By contrast, earthquake-predictor Luke Holmquist is eager to talk to media and doesn’t bring up right-wing conspiracies in conversation. He goes out of his way to mention that he reads popular books by seismologists, even though they all warn it isn’t possible to do what he claims to do.

“I think humility is the only way you can accept new ideas,” he tells Inverse, which is a genuinely useful scientific attitude. At the same time, Holmquist espouses theories about earthquakes that have been long debunked, such as the idea that mass ejections from the sun add enough mass to Earth to increase its size. (To be clear, while the sun does eject a lot of material that ends up hitting our planet, all of it still amounts to a tiny fraction of Earth’s actual mass.)

Getting it right, sort of

“I think humility is the only way you can accept new ideas.”

Luke Holmquist

Holmquist, unlike Janitch, also admits his models are not perfect.

“I’m doing real good with the time, like the date, time, and location,” he says. “The difficult part is the magnitude.”

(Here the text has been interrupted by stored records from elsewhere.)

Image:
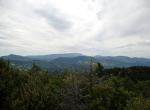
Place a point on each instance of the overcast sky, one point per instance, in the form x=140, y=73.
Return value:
x=103, y=27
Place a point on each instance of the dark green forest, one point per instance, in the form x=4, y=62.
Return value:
x=96, y=89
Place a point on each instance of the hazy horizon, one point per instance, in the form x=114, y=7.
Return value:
x=90, y=27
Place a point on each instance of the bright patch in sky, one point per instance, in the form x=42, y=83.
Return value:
x=104, y=27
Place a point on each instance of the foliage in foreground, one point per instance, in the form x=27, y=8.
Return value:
x=35, y=89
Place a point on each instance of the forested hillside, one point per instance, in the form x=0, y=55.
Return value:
x=73, y=61
x=96, y=89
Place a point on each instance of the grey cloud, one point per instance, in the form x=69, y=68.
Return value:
x=55, y=19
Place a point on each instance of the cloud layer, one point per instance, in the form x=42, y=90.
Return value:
x=105, y=27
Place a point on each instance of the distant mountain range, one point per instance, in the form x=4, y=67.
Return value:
x=76, y=61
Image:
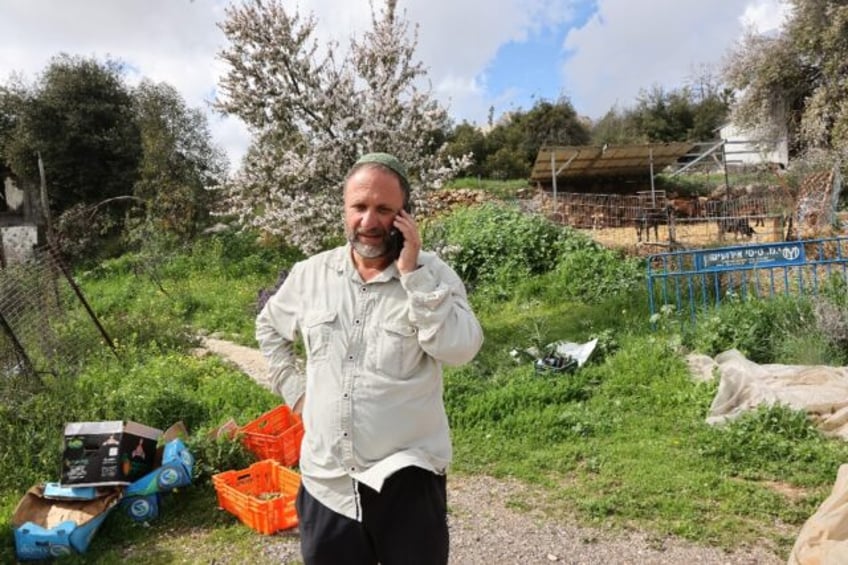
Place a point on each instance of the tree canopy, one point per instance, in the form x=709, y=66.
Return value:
x=103, y=142
x=795, y=80
x=313, y=109
x=79, y=118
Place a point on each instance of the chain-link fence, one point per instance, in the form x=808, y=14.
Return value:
x=46, y=325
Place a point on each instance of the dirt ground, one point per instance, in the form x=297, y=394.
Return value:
x=486, y=529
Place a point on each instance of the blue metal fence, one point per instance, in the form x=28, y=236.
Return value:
x=697, y=279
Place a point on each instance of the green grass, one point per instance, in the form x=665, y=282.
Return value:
x=621, y=443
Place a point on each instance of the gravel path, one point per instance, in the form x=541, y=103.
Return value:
x=484, y=529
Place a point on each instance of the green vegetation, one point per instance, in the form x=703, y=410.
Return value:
x=622, y=442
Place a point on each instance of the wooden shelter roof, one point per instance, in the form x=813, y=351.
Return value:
x=582, y=161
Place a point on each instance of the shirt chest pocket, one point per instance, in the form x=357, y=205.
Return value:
x=318, y=334
x=397, y=351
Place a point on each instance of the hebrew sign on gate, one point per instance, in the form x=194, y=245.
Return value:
x=752, y=256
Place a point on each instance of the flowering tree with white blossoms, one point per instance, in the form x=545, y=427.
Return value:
x=313, y=112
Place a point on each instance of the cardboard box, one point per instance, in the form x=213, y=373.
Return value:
x=46, y=528
x=107, y=453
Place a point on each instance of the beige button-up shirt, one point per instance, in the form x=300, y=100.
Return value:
x=373, y=379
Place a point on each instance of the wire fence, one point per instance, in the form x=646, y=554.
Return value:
x=46, y=325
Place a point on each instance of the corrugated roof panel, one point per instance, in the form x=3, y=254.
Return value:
x=611, y=160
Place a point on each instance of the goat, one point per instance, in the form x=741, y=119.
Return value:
x=648, y=218
x=736, y=226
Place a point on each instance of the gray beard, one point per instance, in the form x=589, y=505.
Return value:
x=368, y=251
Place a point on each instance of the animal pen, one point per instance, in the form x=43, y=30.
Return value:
x=646, y=220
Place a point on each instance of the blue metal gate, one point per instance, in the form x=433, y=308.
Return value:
x=697, y=279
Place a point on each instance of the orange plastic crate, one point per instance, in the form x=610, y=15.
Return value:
x=261, y=496
x=276, y=435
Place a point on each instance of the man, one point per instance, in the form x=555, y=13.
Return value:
x=378, y=318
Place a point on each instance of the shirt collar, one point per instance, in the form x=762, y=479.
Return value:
x=343, y=265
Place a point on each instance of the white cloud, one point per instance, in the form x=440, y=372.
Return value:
x=765, y=15
x=624, y=47
x=629, y=46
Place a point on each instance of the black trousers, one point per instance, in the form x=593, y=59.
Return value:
x=403, y=524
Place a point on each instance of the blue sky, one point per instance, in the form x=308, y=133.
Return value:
x=479, y=53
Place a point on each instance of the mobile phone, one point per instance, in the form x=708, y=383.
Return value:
x=396, y=237
x=395, y=244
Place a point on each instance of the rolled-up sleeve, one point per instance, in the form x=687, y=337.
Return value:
x=448, y=330
x=276, y=325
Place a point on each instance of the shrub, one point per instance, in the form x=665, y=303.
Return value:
x=756, y=327
x=499, y=244
x=771, y=442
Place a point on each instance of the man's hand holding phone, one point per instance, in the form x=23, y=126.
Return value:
x=407, y=260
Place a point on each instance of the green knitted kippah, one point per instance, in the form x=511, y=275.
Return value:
x=387, y=160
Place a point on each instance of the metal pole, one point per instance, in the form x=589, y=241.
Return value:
x=653, y=195
x=16, y=345
x=553, y=176
x=45, y=203
x=82, y=299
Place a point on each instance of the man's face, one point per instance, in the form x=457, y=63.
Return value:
x=372, y=199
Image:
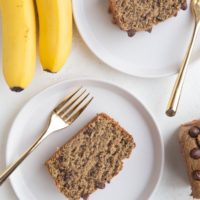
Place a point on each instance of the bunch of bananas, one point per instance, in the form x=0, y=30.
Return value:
x=19, y=38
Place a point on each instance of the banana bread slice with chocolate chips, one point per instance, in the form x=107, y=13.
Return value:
x=91, y=158
x=189, y=138
x=141, y=15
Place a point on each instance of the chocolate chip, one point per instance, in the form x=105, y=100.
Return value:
x=61, y=158
x=196, y=175
x=88, y=132
x=67, y=175
x=85, y=196
x=100, y=185
x=194, y=131
x=184, y=6
x=195, y=153
x=159, y=18
x=131, y=33
x=175, y=14
x=149, y=30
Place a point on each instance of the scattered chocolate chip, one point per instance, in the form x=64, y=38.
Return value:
x=88, y=132
x=195, y=153
x=149, y=30
x=184, y=6
x=159, y=19
x=100, y=185
x=109, y=10
x=85, y=196
x=131, y=33
x=61, y=158
x=194, y=131
x=196, y=175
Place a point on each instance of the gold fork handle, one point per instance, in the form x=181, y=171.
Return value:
x=176, y=93
x=8, y=171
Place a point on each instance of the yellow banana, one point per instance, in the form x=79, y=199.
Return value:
x=19, y=42
x=55, y=33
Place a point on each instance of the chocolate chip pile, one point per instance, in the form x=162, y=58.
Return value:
x=194, y=132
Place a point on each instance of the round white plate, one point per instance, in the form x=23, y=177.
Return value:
x=141, y=173
x=145, y=55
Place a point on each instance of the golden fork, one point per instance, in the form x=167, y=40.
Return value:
x=176, y=93
x=62, y=116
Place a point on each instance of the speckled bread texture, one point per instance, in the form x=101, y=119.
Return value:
x=91, y=158
x=188, y=144
x=141, y=15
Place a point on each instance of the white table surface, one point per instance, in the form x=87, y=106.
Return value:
x=154, y=93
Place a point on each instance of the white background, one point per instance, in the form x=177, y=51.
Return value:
x=154, y=93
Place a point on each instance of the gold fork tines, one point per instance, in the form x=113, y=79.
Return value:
x=62, y=116
x=176, y=92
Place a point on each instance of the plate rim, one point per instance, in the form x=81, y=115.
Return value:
x=110, y=83
x=105, y=61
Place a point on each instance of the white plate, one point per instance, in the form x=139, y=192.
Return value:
x=141, y=172
x=145, y=55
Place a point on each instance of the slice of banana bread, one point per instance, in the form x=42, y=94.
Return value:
x=140, y=15
x=91, y=158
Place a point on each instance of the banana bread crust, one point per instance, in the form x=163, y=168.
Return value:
x=141, y=15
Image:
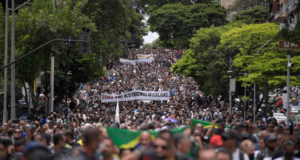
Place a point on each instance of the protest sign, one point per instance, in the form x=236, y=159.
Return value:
x=136, y=95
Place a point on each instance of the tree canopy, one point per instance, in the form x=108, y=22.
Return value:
x=210, y=49
x=256, y=14
x=110, y=23
x=176, y=23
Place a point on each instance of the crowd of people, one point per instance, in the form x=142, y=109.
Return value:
x=78, y=130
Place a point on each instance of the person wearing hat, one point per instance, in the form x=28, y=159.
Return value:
x=230, y=140
x=271, y=142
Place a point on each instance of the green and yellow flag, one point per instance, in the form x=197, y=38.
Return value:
x=125, y=139
x=204, y=123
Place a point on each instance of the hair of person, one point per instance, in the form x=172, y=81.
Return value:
x=19, y=142
x=46, y=137
x=6, y=142
x=150, y=126
x=207, y=148
x=110, y=139
x=165, y=131
x=39, y=154
x=57, y=137
x=70, y=134
x=143, y=127
x=17, y=128
x=179, y=138
x=245, y=144
x=164, y=139
x=90, y=135
x=288, y=143
x=224, y=151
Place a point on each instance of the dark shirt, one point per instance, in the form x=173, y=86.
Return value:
x=74, y=144
x=83, y=156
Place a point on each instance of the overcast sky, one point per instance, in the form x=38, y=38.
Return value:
x=151, y=35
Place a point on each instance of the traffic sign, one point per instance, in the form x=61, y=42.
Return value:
x=283, y=44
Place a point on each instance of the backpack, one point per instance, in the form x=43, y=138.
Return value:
x=241, y=154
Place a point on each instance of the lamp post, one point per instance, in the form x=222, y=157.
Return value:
x=231, y=85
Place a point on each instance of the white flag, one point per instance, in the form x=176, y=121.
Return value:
x=117, y=119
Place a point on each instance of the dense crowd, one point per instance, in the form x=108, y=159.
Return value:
x=79, y=130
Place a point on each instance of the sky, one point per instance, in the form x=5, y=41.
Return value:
x=151, y=35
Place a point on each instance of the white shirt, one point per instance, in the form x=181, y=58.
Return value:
x=281, y=158
x=236, y=155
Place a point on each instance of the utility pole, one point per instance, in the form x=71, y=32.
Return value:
x=288, y=87
x=52, y=83
x=254, y=103
x=245, y=94
x=13, y=70
x=5, y=62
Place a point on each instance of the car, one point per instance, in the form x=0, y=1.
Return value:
x=295, y=111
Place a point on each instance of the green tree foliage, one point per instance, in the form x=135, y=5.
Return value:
x=147, y=46
x=176, y=23
x=114, y=20
x=242, y=5
x=148, y=6
x=270, y=63
x=206, y=61
x=40, y=22
x=255, y=14
x=154, y=44
x=108, y=21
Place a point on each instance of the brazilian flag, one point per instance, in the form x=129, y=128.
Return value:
x=125, y=139
x=205, y=123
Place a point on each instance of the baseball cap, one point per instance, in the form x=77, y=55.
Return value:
x=216, y=140
x=230, y=135
x=32, y=146
x=271, y=137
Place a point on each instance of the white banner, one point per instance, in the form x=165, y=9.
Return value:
x=145, y=56
x=133, y=62
x=136, y=95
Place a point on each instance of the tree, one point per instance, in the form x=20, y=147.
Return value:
x=147, y=46
x=177, y=23
x=155, y=43
x=206, y=61
x=114, y=20
x=271, y=63
x=256, y=14
x=242, y=5
x=39, y=23
x=149, y=6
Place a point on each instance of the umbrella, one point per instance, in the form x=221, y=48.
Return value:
x=170, y=119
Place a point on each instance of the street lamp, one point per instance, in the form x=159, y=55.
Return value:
x=231, y=84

Again, this sounds reasonable on its face, but failing to predict magnitude actually makes the forecast useless. When a given region like Southern California literally has quakes happening all the time, it’s easy to “predict” an event (especially if your margin of error is a day or two), but without nailing the magnitude, the forecasters haven’t actually predicted anything at all.

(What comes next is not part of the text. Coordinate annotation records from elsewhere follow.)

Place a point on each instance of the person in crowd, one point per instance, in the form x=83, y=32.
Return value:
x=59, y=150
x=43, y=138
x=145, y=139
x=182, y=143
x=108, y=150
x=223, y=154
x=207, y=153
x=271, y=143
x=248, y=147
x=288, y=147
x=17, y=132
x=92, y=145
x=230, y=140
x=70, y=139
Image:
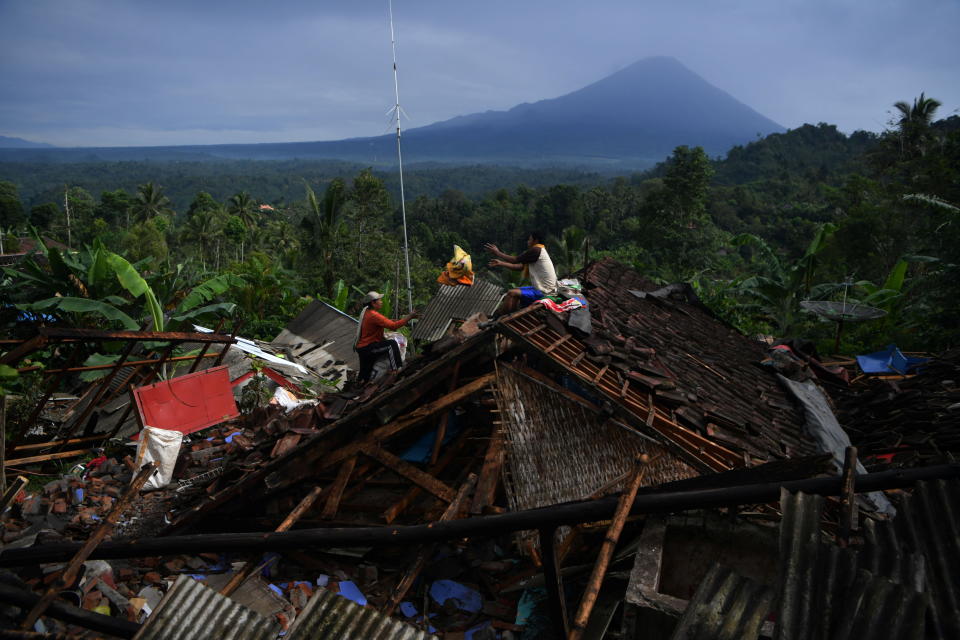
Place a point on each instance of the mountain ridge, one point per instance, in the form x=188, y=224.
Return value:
x=632, y=118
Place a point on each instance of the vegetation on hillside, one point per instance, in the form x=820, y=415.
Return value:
x=783, y=219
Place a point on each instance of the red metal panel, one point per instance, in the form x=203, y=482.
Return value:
x=188, y=403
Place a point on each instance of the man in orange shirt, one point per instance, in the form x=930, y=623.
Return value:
x=370, y=344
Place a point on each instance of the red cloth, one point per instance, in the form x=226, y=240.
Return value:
x=374, y=323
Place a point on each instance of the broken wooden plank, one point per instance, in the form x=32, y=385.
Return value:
x=321, y=461
x=291, y=519
x=558, y=343
x=11, y=492
x=397, y=508
x=442, y=427
x=408, y=471
x=72, y=570
x=606, y=550
x=451, y=513
x=17, y=462
x=553, y=581
x=490, y=472
x=336, y=489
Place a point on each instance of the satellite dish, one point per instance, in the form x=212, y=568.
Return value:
x=841, y=311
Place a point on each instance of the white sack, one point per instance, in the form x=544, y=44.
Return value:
x=158, y=445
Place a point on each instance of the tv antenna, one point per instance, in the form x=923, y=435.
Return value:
x=842, y=311
x=397, y=112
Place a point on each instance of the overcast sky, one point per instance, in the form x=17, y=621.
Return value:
x=169, y=72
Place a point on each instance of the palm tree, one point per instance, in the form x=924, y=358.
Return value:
x=150, y=202
x=570, y=251
x=243, y=206
x=914, y=123
x=324, y=225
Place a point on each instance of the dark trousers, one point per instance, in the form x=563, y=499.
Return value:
x=372, y=352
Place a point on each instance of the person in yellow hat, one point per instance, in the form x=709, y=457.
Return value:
x=370, y=343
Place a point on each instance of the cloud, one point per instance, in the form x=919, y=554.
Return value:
x=106, y=72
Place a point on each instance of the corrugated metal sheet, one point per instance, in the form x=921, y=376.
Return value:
x=191, y=611
x=333, y=617
x=456, y=304
x=726, y=606
x=319, y=337
x=188, y=403
x=826, y=591
x=927, y=525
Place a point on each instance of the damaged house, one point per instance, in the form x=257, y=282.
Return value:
x=634, y=468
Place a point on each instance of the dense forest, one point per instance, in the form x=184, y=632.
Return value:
x=807, y=214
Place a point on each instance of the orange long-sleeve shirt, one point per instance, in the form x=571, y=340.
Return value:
x=373, y=325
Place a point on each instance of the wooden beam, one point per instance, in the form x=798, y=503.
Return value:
x=592, y=591
x=11, y=492
x=664, y=500
x=72, y=570
x=848, y=498
x=408, y=471
x=54, y=443
x=442, y=427
x=336, y=489
x=451, y=513
x=452, y=451
x=247, y=569
x=18, y=462
x=553, y=581
x=490, y=472
x=321, y=461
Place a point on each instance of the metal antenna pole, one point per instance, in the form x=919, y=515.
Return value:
x=403, y=206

“The difficult part is the magnitude.”

If you predict a tremor on a particular day, but warn of a magnitude 6.5 shake when a 3.5 quake was actually what happened, your forecast was off by a substantial amount. (A magnitude 7 quake shakes the ground 10 times harder than a magnitude 6 quake, which means a 6.5 quake is a thousand times larger than a 3.5 quake.) The infamous 1906 San Francisco earthquake that destroyed much of the city was probably around magnitude 7.9, while the quake that struck Chile in 1960 was a breathtaking magnitude 9.5. A magnitude 3.5 quake is barely noticeable.

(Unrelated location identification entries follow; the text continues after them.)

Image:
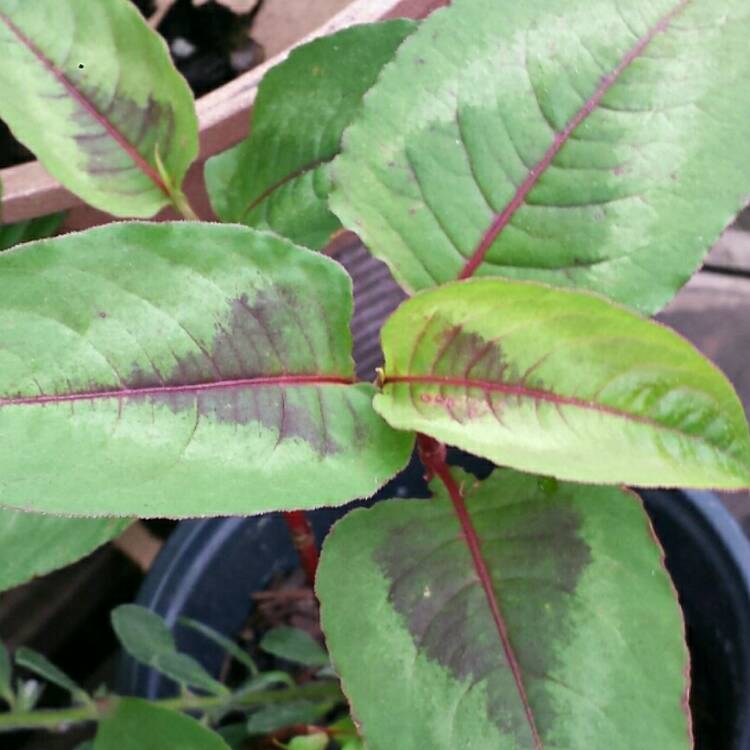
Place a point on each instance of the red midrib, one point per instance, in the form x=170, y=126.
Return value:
x=278, y=381
x=503, y=219
x=518, y=390
x=85, y=104
x=434, y=461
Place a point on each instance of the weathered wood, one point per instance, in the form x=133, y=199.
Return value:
x=28, y=191
x=732, y=251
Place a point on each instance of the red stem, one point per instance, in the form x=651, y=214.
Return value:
x=303, y=538
x=433, y=455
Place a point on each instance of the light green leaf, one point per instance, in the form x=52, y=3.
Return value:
x=43, y=667
x=239, y=654
x=294, y=645
x=91, y=90
x=278, y=177
x=6, y=689
x=146, y=637
x=198, y=370
x=32, y=544
x=138, y=725
x=317, y=741
x=265, y=680
x=598, y=144
x=28, y=231
x=562, y=630
x=561, y=383
x=280, y=715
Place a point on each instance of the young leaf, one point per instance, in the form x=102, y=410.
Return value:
x=585, y=143
x=239, y=654
x=277, y=716
x=561, y=383
x=294, y=645
x=139, y=725
x=90, y=89
x=317, y=741
x=32, y=544
x=145, y=636
x=43, y=667
x=199, y=369
x=521, y=615
x=28, y=231
x=278, y=177
x=6, y=689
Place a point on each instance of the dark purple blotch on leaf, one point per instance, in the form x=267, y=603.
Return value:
x=536, y=556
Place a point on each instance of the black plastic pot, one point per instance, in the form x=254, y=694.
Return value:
x=209, y=569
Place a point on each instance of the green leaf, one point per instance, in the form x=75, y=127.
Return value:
x=294, y=645
x=317, y=741
x=32, y=544
x=278, y=177
x=278, y=716
x=146, y=637
x=239, y=654
x=561, y=383
x=582, y=143
x=564, y=625
x=91, y=90
x=138, y=725
x=28, y=231
x=43, y=667
x=199, y=369
x=6, y=689
x=28, y=693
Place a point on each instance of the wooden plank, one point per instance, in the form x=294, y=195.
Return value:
x=28, y=191
x=713, y=311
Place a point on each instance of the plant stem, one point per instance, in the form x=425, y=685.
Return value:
x=57, y=719
x=303, y=538
x=181, y=204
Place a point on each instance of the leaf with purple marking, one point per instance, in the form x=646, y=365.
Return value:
x=182, y=370
x=91, y=90
x=32, y=544
x=278, y=177
x=595, y=144
x=562, y=631
x=561, y=383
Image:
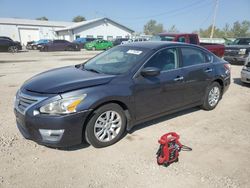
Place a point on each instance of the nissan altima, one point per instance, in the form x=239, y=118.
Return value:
x=96, y=102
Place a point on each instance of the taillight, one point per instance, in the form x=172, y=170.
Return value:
x=227, y=66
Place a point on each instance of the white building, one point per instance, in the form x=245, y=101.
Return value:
x=101, y=28
x=25, y=30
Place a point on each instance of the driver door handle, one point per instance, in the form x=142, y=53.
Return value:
x=208, y=70
x=178, y=78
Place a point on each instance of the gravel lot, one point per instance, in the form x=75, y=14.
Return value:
x=219, y=138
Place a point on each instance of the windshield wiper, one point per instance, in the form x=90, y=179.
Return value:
x=92, y=70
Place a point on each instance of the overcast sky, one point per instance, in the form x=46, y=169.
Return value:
x=187, y=15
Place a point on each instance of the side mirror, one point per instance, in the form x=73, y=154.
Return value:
x=150, y=71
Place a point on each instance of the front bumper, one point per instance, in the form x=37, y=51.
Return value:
x=72, y=125
x=245, y=76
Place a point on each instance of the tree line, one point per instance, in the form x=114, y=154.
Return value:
x=238, y=29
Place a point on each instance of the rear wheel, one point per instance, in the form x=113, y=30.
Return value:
x=106, y=126
x=13, y=49
x=212, y=97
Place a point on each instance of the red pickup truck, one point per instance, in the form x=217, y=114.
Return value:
x=217, y=49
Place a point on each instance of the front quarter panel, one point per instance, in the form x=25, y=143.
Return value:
x=102, y=94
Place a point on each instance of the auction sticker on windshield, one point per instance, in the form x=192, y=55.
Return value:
x=135, y=52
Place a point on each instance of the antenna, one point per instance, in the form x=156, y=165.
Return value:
x=215, y=12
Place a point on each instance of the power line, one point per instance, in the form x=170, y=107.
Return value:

Also, as Labedz warns, magnitude numbers don’t describe everything about seismic events.

“An earthquake actually happens over an area,” she says. “Maps shown on the news usually place a single star where the ground began to shake, but the real motion is often spread out with the tremor strength varying a lot over that area.”

Science vs. conspiracy

Frankly, most of the videos from Janitch, Holmquist, and others are not terribly interesting.


In movies, the isolated scientific genius is usually right (think Doc Brown in Back to the Future or Jeff Goldblum’s character in Independence Day), while mainstream scientists are at best wrong and at worst part of a conspiracy to cover up the truth. In real life, this is almost never the case. Even iconoclastic scientists like Galileo or Einstein worked within the establishment and were well-regarded in their lifetimes. Similarly, real-world conspiracies are at once less exciting and higher-stakes than their fictional counterparts.

Frankly, most of the videos from Janitch, Holmquist, and others are not terribly interesting. YouTube and Twitch both prefer viewers who watch long videos, which maximize time spent on the sites and the frequency of ad breaks. A dutchsinse YouTube video can run as long as two hours, much of which is Janitch showing low-resolution animations that zoom dizzily in and out, accompanied by unpolished commentary. Holmquist, by contrast, usually shows his face and strikes a friendly weatherman attitude.

But whether they strike a conspiratorial tone or a friendly one, whether (like forecaster Brent Dmitruk) they write grim fiction about disasters they “predict,” they fundamentally have the same issue: They’re wrong. When someone forecasts something and others believe them, they can cause a panic, as happened with Browning’s 1990 prediction. Holmquist’s warnings of earthquakes have gone viral on social media often enough for multiple official websites to caution people against believing him.

Geologists have gotten much better at characterizing risks, understanding aftershocks (the tremors that follow the initial quake), and knowing how they connect to plate tectonics and even human activity like wastewater injection from fossil-fuel extraction. Scientific earthquake forecasting may be possible in the future, but expect it to come from professional seismologists, not YouTube personalities.